Aslında biz şu anda sykes picot’u yaşıyoruz. Sykes Picot’un belirlediği sınırlar için savaşım veriyor, bunun savunusunu yapıyor bazımız örneğin 67 sınırlarını kabul ediyoruz vb. Çünkü birliğimiz dağıldı.

Aslında Filistin meselesi tüm ümmeti bir araya getiren bir mesele olarak kullanılabilir. Düşünün bizim ortak değerlerimiz var. La ilahe illallah, Muhammeden Resulullah, Kabei Muazzama, Kuranı Kerim, Mescidi Aksa gibi. Bunlar bizi tekrar bir araya getirebilir, ümmet bilincine ulaştırabilir.

Günümüzdeki sorumluluğumuz , şuan şimdinin sorumluluğu nedirden konuşabilmemiz için Aksa Tufanı niçin başladı önce onu sormamız lazım.

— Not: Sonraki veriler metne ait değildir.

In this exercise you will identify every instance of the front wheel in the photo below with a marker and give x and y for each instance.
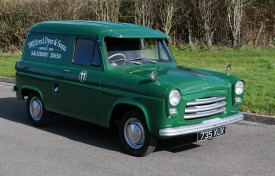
(134, 135)
(37, 113)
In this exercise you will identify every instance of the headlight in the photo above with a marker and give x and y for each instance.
(174, 97)
(239, 88)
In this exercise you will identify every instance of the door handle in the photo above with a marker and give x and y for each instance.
(68, 71)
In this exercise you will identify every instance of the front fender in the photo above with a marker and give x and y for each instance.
(134, 103)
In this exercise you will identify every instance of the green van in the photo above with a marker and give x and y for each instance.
(119, 73)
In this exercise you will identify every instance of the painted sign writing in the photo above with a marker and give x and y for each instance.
(47, 41)
(47, 47)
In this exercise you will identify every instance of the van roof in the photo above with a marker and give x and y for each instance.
(97, 29)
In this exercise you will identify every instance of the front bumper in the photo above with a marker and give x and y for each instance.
(205, 125)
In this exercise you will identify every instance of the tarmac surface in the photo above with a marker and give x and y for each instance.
(72, 147)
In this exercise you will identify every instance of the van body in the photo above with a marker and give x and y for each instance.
(103, 72)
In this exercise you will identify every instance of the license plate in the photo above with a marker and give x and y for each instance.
(211, 133)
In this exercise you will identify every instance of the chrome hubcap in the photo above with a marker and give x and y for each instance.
(134, 133)
(36, 108)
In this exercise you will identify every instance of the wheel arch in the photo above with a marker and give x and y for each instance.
(122, 105)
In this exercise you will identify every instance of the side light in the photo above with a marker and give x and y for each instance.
(239, 87)
(174, 97)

Aksa Tufanı Gazzelileri kurtarmak için mi yapıldı? Hayır. Öncelikle Aksa Tufanı Aksa’yı kurtarmak için, Aksa’yı özgürleştirmek için yapıldı ki adı Aksa Tufanı oldu, daha önce Seyful Kudüstü, Kudüs Kılıcıydı. Niçin? Aslında o mücahitler bizim ortak noktamız , ortak değerimiz Aksa için, onu özgürleştirmek için yaptılar. Yoksa üç renkli Filistin bayrağı için değil.

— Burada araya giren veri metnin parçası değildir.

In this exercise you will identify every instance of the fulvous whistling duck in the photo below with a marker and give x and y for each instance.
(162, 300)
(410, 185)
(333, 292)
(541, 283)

Sorumluluklardan bahsetmek için öncelikle bu savaşı tanımlamamız lazım. Bizde sizler gibi savaşta olup bitenleri izlediğimizde büyük acı duyuyoruz. 50.000 dem fazla şehit var. Ama mukaddesatımızı kurtarmak için yapılan bu fedakarlıklar çok sayılmaz. Burda bizim dikkat etmemiz gereken yol nedir, ne yapabiliriz? O konuda hırslı, gayretli olmamız gerekir. Şehitlerin çok oluşu aslında sorun değil, belki milyon şehit vermemiz gerekir. Burda en büyük sıkıntı tüm sorumluluğu Gazzelilere bırakmış olmamızdır. Cezayir’in özgürlüğünde 1 milyondan fazla insan şehit oldu. Vietnam’ın özgürlüğü için 2 milyon kişi öldü. Aslında en büyük zillet Aksa Tufanı’ndan önce her şey güllük gülistanlıktı da Aksa Tufanı’yla mı şehitler olmaya başladı. Hayır. 100 yıldır bize düşen hep öldürülmekti. Ama ilk defa Aksa Tufanı ile evet öldürüldük ama öldürmeye de başladık. Bedeli ağır olacak ama teslim olmayacağız, silah bırakmayacaklar.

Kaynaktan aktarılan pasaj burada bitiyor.